Fear is perhaps the first thing people think of when they hear the word “Ebola.” Fear, because we know so little about this disease and because, for that same reason, there is a belief that this could be a pandemic as far-reaching as the 14th-century bubonic plague, which killed between 70 and 200 million people.

Fear has reached such an extreme in the U.S. that state governors in New York and New Jersey have decided to quarantine anyone returning from one of the three countries most affected by the disease: Sierra Leone, Guinea and Liberia.

The governors of Illinois and Florida have threatened to resort to similar measures.

And yet Bruce Aylward, from the World Health Organization, has warned that quarantines and travel restrictions on infected countries tend to cause the disease to spread, rather than improving health and security. The more complicated traveling and trade becomes, the more difficult it will be to come up with an adequate response.

Aylward’s statements make sense because without health workers, nurses and doctors who are willing to help patients in West Africa, Ebola will become much more difficult to contain.

When SARS appeared in Asia in 2003, one of the lessons learned from this epidemic, which at the time was also an unknown disease and caused many fearful reactions, was that the absurd measures taken for those traveling did not have positive results.

In Hong Kong, infrared scanners and thermometers were used to take the temperature of the more than 36 million tourists who arrived at their airports. Of these, there were 1,921 cases of elevated temperature, and 40 were taken to hospitals, but none of them even had SARS!!!

Just imagine the long lines and the time lost, which obviously result in a loss of resources, and all because of a security measure like this one. You’d think this would have been a good enough lesson so that now, with the Ebola scare, a better solution to control the situation would be sought out — more effective measures and fewer of them.

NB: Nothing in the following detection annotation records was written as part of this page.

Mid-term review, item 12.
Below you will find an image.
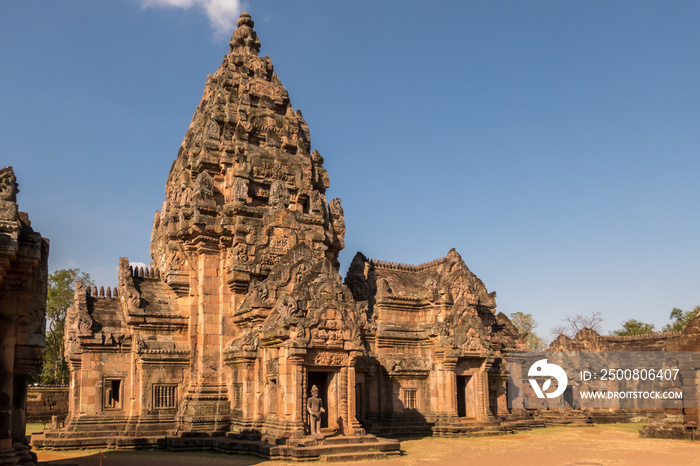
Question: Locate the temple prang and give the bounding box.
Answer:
[34,13,525,459]
[0,167,49,465]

Yet, that is the battle raging in the U.S. between the Obama administration and state governors seeking to control this disease through quarantines. What is clear is that we need many more resources being invested in researching the disease and the creation of a vaccine.

In the meantime, we need more heroes — heroes because I see no other way to put it — like the nurses and doctors treating Ebola patients, trying their best to help the sick until the cure arrives.

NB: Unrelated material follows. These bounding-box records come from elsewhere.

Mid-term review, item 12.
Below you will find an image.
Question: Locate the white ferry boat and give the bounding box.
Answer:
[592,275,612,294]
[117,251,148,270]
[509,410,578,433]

Politics, it seems, even plays a role in things like this. Obama and the Democrats must be worried about the arrival of this disease, which for now has encroached on two cities, Dallas and New York, only a week before the midterm elections.

The situation was complicated even before this, as the Democrats attempt to keep control of the Senate. Now, polls are showing that fear on issues like the government’s helplessness to manage the Ebola crisis is what is leaving 64 percent of Americans feeling that the country is out of control.

Let’s see how this affects Obama and the Democrats.

Note: The U.S. has shown concern and has issued warnings on its border with Mexico, fearing that a terrorist wanting to avenge the Islamic State might come through our country.

Last week, Islamists attacked the West in Canada (Montreal and Ottawa).

In Ottawa, the Prime Minister, Stephen Harper, had to hide in a closet in parliament.